Transhumance : l'Istiqlal de nouveau privé d’un siège chez les représentants
L'erreur d'un colistier peut faire tomber toute la liste de candidature et coûter son siège à un député. Saleh Oughbal et l'Istiqlal en ont fait les frais, avec une deuxième élection annulée par la Cour constitutionnelle.
A la Chambre des représentants, le parti de l’Istiqlal compte aujourd’hui deux sièges vacants. Après Mohamed Naji, un autre député PI, Saleh Oughbal, vient de subir une décision annulant son élection aux dernières législatives.
L’annulation émane de la Cour constitutionnelle, qui s’est prononcée le 22 février. Les sages ont logiquement décrété la tenue d’élections partielles à Khénifra, circonscription dans laquelle l’intéressé avait glané un siège à l’issue du scrutin du 8 septembre 2021.
Comme le cas de Mohamed Naji, Saleh Oughbal a également été épinglé dans une affaire de double appartenance politique. A un détail près : le second n’est pas directement concerné par ce grief. Il fait plutôt les frais d’une erreur qui s’est glissée dans sa liste de candidature. Elle concerne Fouad Hijr, le deuxième sur cette liste.
La Cour constitutionnelle a ainsi activé l’article 24 de la loi organique relative à la Chambre des représentants. Ce texte prévoit le rejet des « listes de candidatures comportant les noms de personnes appartenant à plus d’un seul parti politique ».
En somme, un seul colistier fait tomber l’ensemble des candidatures s’il est touché par ce cas d’inéligibilité, peu importe qu’il ait été élu ou non.
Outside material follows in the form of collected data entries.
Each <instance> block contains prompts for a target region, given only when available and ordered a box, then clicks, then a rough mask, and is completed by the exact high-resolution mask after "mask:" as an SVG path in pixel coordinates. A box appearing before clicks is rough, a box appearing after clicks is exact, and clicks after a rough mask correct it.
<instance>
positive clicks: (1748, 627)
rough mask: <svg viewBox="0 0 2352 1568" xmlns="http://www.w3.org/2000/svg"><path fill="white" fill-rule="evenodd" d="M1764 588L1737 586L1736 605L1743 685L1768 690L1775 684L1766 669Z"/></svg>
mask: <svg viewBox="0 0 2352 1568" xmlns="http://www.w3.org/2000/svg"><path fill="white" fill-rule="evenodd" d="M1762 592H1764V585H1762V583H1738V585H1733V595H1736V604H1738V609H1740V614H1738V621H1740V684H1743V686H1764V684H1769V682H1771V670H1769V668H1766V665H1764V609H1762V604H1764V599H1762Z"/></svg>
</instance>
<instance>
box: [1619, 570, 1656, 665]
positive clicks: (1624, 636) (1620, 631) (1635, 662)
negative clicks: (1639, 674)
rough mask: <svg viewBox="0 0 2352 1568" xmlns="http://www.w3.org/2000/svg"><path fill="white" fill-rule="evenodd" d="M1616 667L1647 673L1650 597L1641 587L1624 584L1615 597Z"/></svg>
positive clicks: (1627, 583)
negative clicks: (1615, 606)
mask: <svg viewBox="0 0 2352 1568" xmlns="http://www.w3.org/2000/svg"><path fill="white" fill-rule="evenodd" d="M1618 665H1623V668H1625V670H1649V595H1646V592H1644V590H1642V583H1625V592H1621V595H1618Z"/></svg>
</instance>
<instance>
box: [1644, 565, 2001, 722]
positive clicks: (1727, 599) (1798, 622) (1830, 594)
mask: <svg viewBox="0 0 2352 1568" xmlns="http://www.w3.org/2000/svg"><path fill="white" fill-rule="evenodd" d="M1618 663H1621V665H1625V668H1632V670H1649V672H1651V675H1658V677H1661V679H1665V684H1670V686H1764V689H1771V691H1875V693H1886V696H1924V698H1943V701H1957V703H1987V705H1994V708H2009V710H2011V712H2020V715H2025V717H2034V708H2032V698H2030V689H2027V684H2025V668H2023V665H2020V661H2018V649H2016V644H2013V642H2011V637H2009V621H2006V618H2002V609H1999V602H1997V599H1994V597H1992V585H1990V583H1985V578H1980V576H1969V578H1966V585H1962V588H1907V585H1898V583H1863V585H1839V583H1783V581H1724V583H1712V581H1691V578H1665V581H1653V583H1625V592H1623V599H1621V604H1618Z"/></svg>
En l’occurrence, Fouad Hijr s’était présenté sous les couleurs du PI alors qu’il n’avait officiellement pas encore quitté le PPS, estime la Cour constitutionnelle.
Dans la chronologie des faits, la liste de candidatures comportant Fouad Hijr et Saleh Oughbal (tête de liste) avait été déposée le 19 aout 2021, soit la veille de la réception, par le PPS, de la lettre de démission (20 aout). Au moment du dépôt de candidature, l’intéressé « adhérait donc simultanément à deux partis », tranche la décision.
Au Maroc, le législateur n’interdit pas le changement de partis, « la liberté politique » étant garantie à condition que soient respectées certaines règles de formes, notamment en matière de démission.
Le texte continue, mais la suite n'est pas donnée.